The other, Fea said, “is in the 1840s and 1850s, when Romans 13 is invoked by defenders of the South or defenders of slavery to ward off abolitionists who believed that slavery is wrong. I mean, this is the same argument that Southern slaveholders and the advocates of a Southern way of life made.”

Yoni Applebaum explained that the use of Romans 13 to justify slavery has another thing in common with the administration’s current policy.

Abolitionists of the era argued that slavery was unconscionably cruel; in particular, they pointed to the forcible separation of families as running counter to God’s law. Apologists for slavery recognized the strength of the claim…In response, defenders of slavery insisted on the duty to abide by the law—including the Fugitive Slave Act. They cited verses which stressed this duty, Romans 13:1 prominent among them.

Persisting beyond the end of the Civil War was the policy of separating Native American children from their parents and putting them in boarding schools. I haven’t seen an example of anyone using Romans 13 to justify that practice, but the schools were run by Christian missionaries who were asked to “civilize” and “Christianize” the children.
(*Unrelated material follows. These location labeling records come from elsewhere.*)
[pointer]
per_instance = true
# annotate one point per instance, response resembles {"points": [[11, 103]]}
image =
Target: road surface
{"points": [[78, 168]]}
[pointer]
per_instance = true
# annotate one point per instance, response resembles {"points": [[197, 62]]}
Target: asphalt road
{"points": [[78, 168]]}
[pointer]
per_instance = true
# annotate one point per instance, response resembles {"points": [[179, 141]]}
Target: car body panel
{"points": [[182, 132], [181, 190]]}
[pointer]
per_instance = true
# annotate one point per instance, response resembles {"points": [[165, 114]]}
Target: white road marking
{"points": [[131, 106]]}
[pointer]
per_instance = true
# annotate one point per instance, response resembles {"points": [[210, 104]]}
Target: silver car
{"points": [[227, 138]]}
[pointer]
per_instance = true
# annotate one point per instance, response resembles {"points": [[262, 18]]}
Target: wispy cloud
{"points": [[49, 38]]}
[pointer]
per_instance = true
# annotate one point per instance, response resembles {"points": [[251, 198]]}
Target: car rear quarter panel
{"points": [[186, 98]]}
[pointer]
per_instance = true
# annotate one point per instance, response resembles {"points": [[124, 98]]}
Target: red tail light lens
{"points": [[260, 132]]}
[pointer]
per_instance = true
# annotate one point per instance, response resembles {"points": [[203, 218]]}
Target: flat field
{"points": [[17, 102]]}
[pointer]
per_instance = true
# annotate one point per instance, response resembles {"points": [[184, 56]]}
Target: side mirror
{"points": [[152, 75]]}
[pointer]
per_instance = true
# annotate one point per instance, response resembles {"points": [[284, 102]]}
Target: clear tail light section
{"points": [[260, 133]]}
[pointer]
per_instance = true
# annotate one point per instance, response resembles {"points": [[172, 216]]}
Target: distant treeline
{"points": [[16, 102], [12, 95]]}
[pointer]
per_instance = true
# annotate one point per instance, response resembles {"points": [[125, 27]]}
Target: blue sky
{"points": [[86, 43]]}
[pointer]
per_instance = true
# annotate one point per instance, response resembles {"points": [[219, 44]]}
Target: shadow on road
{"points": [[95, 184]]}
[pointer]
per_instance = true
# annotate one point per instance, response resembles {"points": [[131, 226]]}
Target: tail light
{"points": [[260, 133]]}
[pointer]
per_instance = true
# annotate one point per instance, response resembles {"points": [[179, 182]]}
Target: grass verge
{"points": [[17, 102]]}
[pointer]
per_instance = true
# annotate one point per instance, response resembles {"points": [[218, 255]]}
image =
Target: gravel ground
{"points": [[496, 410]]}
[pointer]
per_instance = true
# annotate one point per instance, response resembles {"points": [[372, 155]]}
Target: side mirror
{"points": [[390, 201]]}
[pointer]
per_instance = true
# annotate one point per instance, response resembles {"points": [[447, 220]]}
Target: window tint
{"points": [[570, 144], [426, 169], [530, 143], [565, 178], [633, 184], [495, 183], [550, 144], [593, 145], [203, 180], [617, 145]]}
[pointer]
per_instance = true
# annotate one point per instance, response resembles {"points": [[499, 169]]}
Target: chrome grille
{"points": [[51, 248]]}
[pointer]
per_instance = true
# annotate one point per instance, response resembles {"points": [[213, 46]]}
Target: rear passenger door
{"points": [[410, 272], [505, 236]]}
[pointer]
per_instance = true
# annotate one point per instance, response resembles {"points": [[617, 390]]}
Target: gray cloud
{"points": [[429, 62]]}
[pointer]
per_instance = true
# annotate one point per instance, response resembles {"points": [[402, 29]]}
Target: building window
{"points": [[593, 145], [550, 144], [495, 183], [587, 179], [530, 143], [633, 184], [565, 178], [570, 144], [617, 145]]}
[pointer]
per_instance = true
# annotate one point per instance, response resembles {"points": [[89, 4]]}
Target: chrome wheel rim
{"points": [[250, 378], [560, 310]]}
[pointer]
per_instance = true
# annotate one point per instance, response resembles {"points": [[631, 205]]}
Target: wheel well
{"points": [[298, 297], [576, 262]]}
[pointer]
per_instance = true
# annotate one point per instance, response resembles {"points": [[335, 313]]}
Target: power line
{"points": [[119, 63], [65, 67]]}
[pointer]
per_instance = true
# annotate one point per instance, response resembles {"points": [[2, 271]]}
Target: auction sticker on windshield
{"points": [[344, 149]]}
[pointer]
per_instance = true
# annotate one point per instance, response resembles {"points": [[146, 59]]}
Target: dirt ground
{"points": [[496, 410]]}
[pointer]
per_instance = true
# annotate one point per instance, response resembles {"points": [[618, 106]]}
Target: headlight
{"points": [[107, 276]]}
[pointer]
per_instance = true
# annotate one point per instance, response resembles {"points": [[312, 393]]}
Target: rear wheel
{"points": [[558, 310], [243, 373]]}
I’m also reminded of the letter Martin Luther King, Jr. wrote from a Birmingham jail. It was in response to criticism he had received from white clergymen over the activities of nonviolent resistance. We don’t know if they actually quoted the verse from Romans 13, but it is clear that they were critical of the fact that laws were being broken, because a justification for doing so made up a large portion of what King wrote. He said that there are two types of laws: just and unjust.

How does one determine whether a law is just or unjust? A just law is a man-made code that squares with the moral law or the law of God. An unjust law is a code that is out of harmony with the moral law. To put it in the terms of St. Thomas Aquinas: An unjust law is a human law that is not rooted in eternal law and natural law. Any law that uplifts human personality is just. Any law that degrades human personality is unjust.
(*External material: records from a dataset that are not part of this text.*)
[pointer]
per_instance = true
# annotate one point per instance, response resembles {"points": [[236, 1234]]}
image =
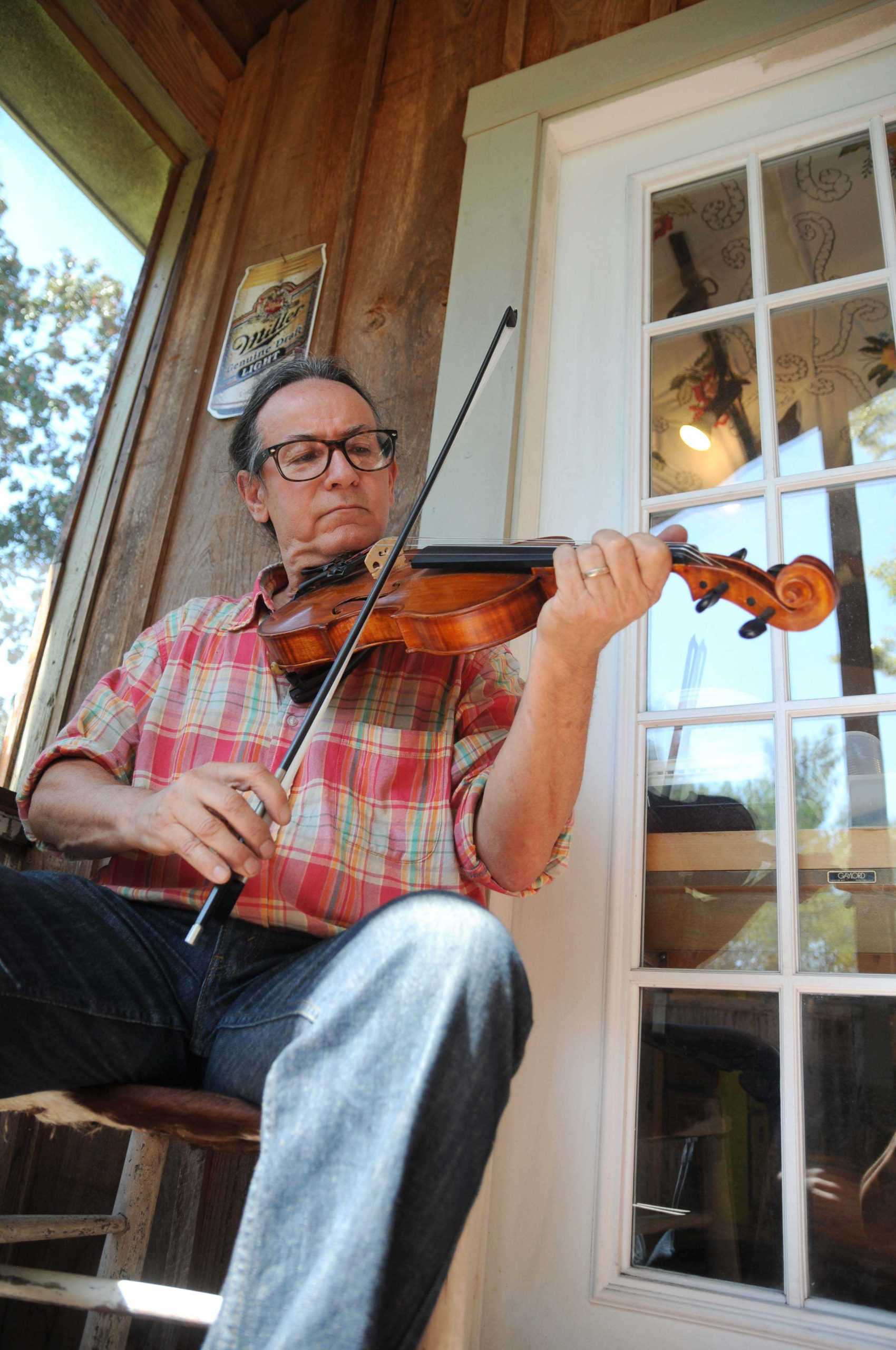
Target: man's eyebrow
{"points": [[350, 431]]}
Martin Luther King is on much firmer theological ground than Jeff Sessions. It is interesting to note that the Apostle Paul, who wrote the book of Romans, spent a fair amount of time in jail—which suggests that he occasionally disobeyed unjust laws. Sessions also seemed to ignore that Paul went on in that chapter of Romans to say that, “love is the fulfilling of the law.” It seems to me that a pretty good definition of “love” would be, as MLK wrote, anything that uplifts the human personality. That is the essence of what is recorded in the Gospels about the message of Jesus, who was constantly questioned by the Pharisees because he didn’t adhere to their legalistic interpretation of scripture.

Teacher, which is the greatest commandment in the Law?”

Jesus replied: “‘Love the Lord your God with all your heart and with all your soul and with all your mind. This is the first and greatest commandment. And the second is like it: ‘Love your neighbor as yourself.” All the Law and the Prophets hang on these two commandments.” Matthew 22:36-40

By quoting the Bible to justify the disgusting practice of separating children from their parents, AG Sessions aligns himself with a whole host of deplorably racist practices throughout this country’s history. For those who have actually paid attention to what the Bible says, he also undermines the central message of the gospel. There is nothing even remotely moral about what he’s doing.